La peinture de Jennifer Boysen se caractérise par une sobre disponibilité monochrome. Uniforme, de facture légèrement sèche, parfaitement réalisée sur des toiles au grain agréable, elle pousse dans la lumière des volumes aux formes arrondies comme si elle contenait son souffle dans les joues de l’espace. La texture de ces tableaux s’approche de celle que l’on peut apprécier dans le design épuré de la fin des années 70. Elle en a le confort, sans trop de moelleux, qui accueille les formes du bout des lèvres sans jamais les embrasser totalement, mais en sachant toujours les épouser avec élégance et ascétisme.
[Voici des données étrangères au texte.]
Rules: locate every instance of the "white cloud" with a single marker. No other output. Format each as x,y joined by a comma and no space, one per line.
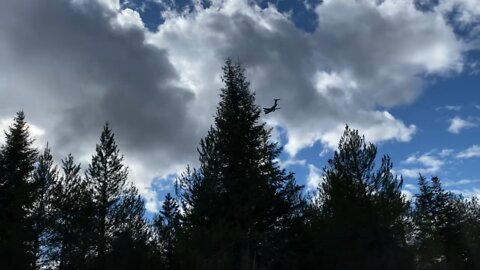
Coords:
83,64
465,12
458,124
408,194
292,161
314,177
462,182
426,164
450,108
471,152
446,152
468,193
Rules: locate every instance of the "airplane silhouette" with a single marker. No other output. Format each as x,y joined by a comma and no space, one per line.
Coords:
273,108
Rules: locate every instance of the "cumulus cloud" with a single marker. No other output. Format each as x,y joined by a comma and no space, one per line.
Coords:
471,152
457,124
314,177
73,64
450,108
425,164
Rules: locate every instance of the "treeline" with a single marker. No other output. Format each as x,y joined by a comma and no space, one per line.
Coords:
238,210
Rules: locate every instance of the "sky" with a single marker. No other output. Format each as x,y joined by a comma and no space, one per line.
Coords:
405,73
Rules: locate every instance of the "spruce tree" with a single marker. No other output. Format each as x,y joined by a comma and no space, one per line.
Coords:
240,201
441,220
167,225
16,197
362,210
118,208
44,178
73,218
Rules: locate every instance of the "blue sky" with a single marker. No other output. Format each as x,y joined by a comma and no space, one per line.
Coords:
405,73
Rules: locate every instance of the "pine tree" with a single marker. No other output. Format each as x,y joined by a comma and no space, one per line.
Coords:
363,210
442,228
167,225
239,199
119,209
16,196
44,178
73,212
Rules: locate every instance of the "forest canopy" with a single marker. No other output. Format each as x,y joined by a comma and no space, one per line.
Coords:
238,210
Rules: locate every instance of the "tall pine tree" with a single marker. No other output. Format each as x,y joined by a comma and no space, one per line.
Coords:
73,219
119,209
363,210
443,229
167,226
17,161
240,201
44,178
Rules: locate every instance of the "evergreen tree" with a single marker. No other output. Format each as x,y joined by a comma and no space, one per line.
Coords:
16,197
73,212
44,178
239,199
119,209
442,228
167,225
362,211
130,247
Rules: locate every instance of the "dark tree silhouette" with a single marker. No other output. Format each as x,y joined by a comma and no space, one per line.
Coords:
44,178
362,210
167,226
16,197
118,208
239,201
442,224
73,213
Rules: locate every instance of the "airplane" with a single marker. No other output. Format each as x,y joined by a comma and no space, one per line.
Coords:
273,108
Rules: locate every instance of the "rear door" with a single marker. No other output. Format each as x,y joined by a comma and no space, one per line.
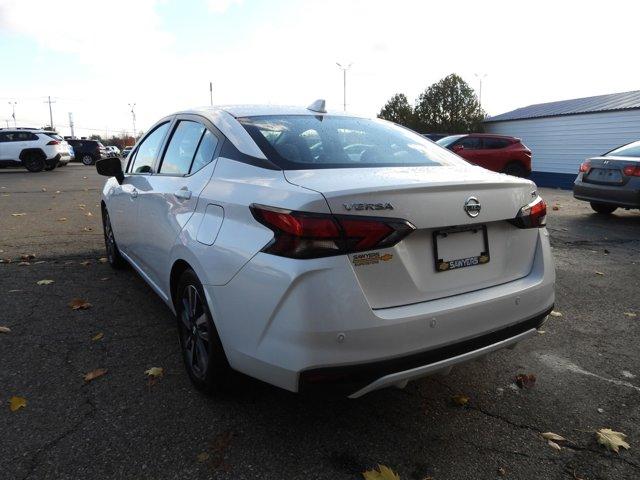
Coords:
169,201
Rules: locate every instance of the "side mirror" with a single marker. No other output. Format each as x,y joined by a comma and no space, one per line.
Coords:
111,167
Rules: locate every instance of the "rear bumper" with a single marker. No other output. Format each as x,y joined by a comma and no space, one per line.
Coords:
627,196
283,321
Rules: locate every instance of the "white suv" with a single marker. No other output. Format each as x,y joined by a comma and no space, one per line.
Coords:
317,250
34,149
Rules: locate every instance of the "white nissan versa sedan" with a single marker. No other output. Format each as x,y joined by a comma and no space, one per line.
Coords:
319,251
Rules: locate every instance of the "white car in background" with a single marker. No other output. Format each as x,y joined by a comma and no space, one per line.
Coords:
32,148
291,256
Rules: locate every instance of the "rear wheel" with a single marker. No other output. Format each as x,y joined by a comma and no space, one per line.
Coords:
87,160
515,169
114,258
603,208
34,162
202,350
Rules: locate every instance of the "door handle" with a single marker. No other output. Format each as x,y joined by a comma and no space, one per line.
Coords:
184,193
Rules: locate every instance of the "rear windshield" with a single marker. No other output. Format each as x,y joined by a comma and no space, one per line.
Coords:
630,150
297,142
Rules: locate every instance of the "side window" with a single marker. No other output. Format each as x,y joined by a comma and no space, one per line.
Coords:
182,148
148,150
205,152
470,143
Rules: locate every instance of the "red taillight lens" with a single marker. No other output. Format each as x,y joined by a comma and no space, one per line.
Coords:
631,170
313,235
533,215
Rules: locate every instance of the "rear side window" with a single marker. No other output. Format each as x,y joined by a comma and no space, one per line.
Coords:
495,143
297,142
148,150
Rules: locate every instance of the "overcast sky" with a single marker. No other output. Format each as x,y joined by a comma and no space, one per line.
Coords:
93,58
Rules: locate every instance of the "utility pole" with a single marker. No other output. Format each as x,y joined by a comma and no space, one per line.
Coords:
133,118
344,69
480,76
50,112
71,124
13,106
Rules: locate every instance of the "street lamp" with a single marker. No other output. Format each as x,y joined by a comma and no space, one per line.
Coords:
480,77
133,118
344,69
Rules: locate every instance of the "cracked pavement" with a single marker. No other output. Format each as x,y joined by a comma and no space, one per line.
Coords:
120,426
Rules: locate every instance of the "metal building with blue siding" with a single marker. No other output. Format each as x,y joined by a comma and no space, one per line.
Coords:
561,135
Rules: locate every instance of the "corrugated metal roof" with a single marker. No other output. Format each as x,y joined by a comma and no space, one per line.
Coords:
600,103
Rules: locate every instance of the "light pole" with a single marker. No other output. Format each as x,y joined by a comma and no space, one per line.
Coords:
13,107
133,118
480,77
344,69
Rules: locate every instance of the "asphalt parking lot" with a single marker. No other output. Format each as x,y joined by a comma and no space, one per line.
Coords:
121,425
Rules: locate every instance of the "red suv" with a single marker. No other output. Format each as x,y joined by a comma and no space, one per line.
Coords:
493,152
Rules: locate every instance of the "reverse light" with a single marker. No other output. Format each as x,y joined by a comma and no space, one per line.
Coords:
313,235
532,215
631,170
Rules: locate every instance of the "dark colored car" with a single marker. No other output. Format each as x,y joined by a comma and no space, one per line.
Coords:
611,180
498,153
87,151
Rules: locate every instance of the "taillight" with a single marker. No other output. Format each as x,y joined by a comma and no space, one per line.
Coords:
632,170
313,235
533,215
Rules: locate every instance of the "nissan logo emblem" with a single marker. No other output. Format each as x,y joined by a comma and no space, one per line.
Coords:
472,207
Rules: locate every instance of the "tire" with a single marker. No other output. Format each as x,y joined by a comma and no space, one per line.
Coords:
603,208
87,160
516,170
33,162
202,350
114,258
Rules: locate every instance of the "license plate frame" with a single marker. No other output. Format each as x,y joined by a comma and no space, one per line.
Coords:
445,265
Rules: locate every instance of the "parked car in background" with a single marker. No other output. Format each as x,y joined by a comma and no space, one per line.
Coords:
32,148
611,180
88,151
498,153
245,226
435,136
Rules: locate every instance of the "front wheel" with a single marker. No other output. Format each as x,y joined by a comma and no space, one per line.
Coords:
87,160
202,351
603,208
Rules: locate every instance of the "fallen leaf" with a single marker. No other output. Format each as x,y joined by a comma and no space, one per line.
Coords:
612,440
525,380
79,304
554,445
460,400
155,372
16,403
93,374
383,473
553,436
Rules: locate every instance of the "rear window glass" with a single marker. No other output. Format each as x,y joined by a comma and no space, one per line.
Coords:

Les tableaux de l’artiste retiennent ainsi une grande rigidité contenue dans la fine épaisseur de volupté mousseuse et vibrante que produit la peinture elle-même. Les teintes, sourdes et mates, enveloppent les tableaux et assoient le sentiment de calme et d’écoute que renvoie leur présence. Ce sont des ocres et des crèmes, des jaunes rompus et asséchés, des bruns émiettés.

À l’intérieur, un volume que l’on devine complexe donne par ses saillies anguleuses contre la toile des creux et des crêtes à ces paysages désertiques. S’en suivent des moments ombragés pareils à la naissance des dunes lors de la rencontre de deux vents contraires. À ceux-ci s’opposent de grandes étendues gonflées où se dégrade la chaleur résiduelle qui en a brûlé la surface. Tenues par cette fine croûte, la poussée des sables produit des mirages à l’aine de ses dépressions. Ces mirages extrêmement courts nous happent comme des vertiges ; ils nous lâchent d’un coup dans le vide et nous rattrapent à la seconde qui suit sans qu’il soit jamais possible d’en prédire les caprices et les sauts au cœur. Tout pourrait disparaître en ces instants de tension : ces œuvres contiennent tout à la fois la promesse des sommets les plus hauts, et la possibilité d’un retour éternel aux profondeurs ensablées des ergs dont elles sont issues.